The woman in me might crave climbing into his lap and snuggling in until he doesn’t hate me anymore. But the realist in me knows he’d hate that.
“Thanks.” He clears his throat and fusses with his pants until they sit straight. Dropping his head back until he stares at the ceiling, he flops his legs open and breathes as though he just ran a marathon.
It’s wrong. It’s all so wrong that this strong man, the gym rat who worked so hard on his physique, is now winded from walking thirty feet on a set of crutches.
Nacho quivers on my end of the couch, a shaking, shivering mess as she huddles under a throw pillow and makes honking noises that anyone can hear – even a man in Riley’s emotional and mental state.
“You have a pig.” He shakes his head. “I can’t believe you have a pig.”
I pick her up and tuck her under my shirt, since she likes the satchel so much and calms in the dark. Sitting on the very opposite end of the couch, I pull my feet up beneath my butt again and scratch her belly to quieten the sounds. “I do. I’m sorry if that bothers you, but she’s clean, I promise. She won’t make a mess of anything, she’s toilet trained, and I don’t think she’s an allergen or anything. You have a cat, and she doesn’t mess with your sinuses, so I figure Nacho is safe.”
“Why do you have a pig, Andrea?”
Andrea…I see how it is. “Why do you have a cat, Riley?”
Bravely, I turn just in time to catch his smirk. He’s still looking at the ceiling, but at least he’s not scowling. “She needed a home. I needed a friend.” He shrugs. “That’s about the gist of it.”
“Well… same.” I pick up my ice-cream bowl and begin stirring the melted contents. “I was looking up animal shelters, because I wanted a friend. I was actually looking for a cat, and I probably would have called her Michelangelo, or Donatello or something, but–”
“The turtles?” He turns his head and studies my eyes. “Because of Ninja?”
“Exactly. I was going for the ninja theme, but then I saw Nacho on the webpage. Suddenly, owning a pig didn’t seem so crazy.”
He scoffs. “Of course it didn’t.”
“She would have been killed, Riley! She’s just a baby. It’s not her fault nasty ass breeders made her, sold her to some stupid bimbo socialite that wanted a cute handbag accessory, then decided it was all too hard. The next morning, I drove over to the next county and begged them to let me adopt her.”

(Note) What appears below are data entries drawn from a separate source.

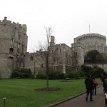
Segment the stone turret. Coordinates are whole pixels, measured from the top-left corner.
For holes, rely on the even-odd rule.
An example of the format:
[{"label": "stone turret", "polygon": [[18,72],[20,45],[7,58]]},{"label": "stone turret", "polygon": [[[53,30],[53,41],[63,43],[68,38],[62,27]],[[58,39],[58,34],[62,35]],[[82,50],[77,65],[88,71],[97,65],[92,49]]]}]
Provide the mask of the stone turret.
[{"label": "stone turret", "polygon": [[55,37],[51,36],[50,46],[54,46],[54,45],[55,45]]},{"label": "stone turret", "polygon": [[83,34],[74,38],[74,44],[71,47],[73,54],[76,53],[73,60],[76,59],[76,64],[82,65],[84,64],[84,56],[91,50],[106,54],[106,36],[98,33]]},{"label": "stone turret", "polygon": [[6,21],[7,20],[7,17],[4,17],[4,20],[3,21]]}]

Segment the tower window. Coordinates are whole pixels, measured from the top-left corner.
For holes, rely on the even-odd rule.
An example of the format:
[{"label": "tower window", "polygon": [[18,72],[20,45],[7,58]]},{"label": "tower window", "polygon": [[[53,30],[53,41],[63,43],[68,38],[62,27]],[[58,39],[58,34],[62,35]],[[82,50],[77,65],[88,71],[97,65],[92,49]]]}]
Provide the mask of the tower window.
[{"label": "tower window", "polygon": [[17,48],[17,53],[19,53],[19,48]]},{"label": "tower window", "polygon": [[41,68],[43,68],[43,64],[41,64]]},{"label": "tower window", "polygon": [[20,35],[18,35],[18,39],[20,40]]},{"label": "tower window", "polygon": [[12,54],[12,53],[13,53],[13,50],[14,50],[13,48],[10,48],[10,49],[9,49],[9,53]]},{"label": "tower window", "polygon": [[61,53],[61,49],[60,49],[60,53]]},{"label": "tower window", "polygon": [[52,50],[52,54],[53,54],[53,50]]},{"label": "tower window", "polygon": [[33,56],[30,57],[30,60],[33,61]]}]

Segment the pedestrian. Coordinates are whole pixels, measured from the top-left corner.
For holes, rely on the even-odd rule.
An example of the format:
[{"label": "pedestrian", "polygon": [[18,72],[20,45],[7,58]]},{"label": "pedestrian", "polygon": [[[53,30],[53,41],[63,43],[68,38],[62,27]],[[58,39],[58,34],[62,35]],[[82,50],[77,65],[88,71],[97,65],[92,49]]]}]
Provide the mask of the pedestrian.
[{"label": "pedestrian", "polygon": [[92,81],[93,81],[93,95],[96,95],[96,88],[98,86],[98,82],[95,79],[95,77],[92,77]]},{"label": "pedestrian", "polygon": [[[103,72],[103,73],[101,74],[101,81],[102,81],[102,83],[103,83],[103,91],[104,91],[104,85],[105,85],[105,78],[106,78],[106,73]],[[105,91],[104,91],[104,93],[105,93]]]},{"label": "pedestrian", "polygon": [[86,86],[86,101],[88,101],[89,96],[90,96],[90,101],[93,101],[93,98],[92,98],[93,81],[91,76],[89,75],[87,75],[85,79],[85,86]]},{"label": "pedestrian", "polygon": [[105,105],[107,106],[107,75],[104,80]]}]

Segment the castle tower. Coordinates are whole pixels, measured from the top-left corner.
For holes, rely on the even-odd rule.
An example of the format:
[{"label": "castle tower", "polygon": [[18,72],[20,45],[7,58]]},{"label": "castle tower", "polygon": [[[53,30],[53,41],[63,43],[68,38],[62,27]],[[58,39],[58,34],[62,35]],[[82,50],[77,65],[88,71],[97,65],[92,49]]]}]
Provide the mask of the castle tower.
[{"label": "castle tower", "polygon": [[0,21],[0,78],[9,78],[16,60],[27,52],[26,25],[12,23],[4,17]]},{"label": "castle tower", "polygon": [[106,54],[106,37],[98,33],[88,33],[74,39],[72,52],[75,53],[75,57],[73,57],[73,60],[75,61],[74,58],[76,58],[78,66],[84,64],[84,57],[91,50]]}]

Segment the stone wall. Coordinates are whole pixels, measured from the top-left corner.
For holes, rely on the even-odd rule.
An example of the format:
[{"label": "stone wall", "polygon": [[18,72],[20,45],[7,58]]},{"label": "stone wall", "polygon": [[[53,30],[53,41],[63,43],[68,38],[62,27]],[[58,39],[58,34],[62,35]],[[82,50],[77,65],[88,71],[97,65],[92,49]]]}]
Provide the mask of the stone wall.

“And now here she is; a socialite pig, living it up in a home that ain’t hers, after flying across the country to get here. You flew, right?”
I nod.
“And she didn’t go in the cargo hold, did she?”
My eyes narrow. “Absolutely not.”
He grins and goes back to stare at the ceiling. “Figured.”
“What was your question, Riley? What did you want that wassoimportant you’d break your vow of silence to come speak to me?”
I don’t know why I’m such an asshole to him. I wanted him to come out here, I practically begged the universe to make it happen, and now that he’s here, his strong jaw grinds with frustration because of my big mouth.
“I wanted to know what happened to Ninja’s tail.”
“Oh…” I turn and watch her slink from beneath the coffee table, across the ten or so feet of space, only to wind herself around his leg. “I think maybe she fell from the blinds and broke her tail. I took her to the vet just in case, but he said we can only wrap it and wait.”
His eyes blaze with… something. Regret? Is he sorry he got hurt, because he wasn’t around to care for her? “Is she in pain?”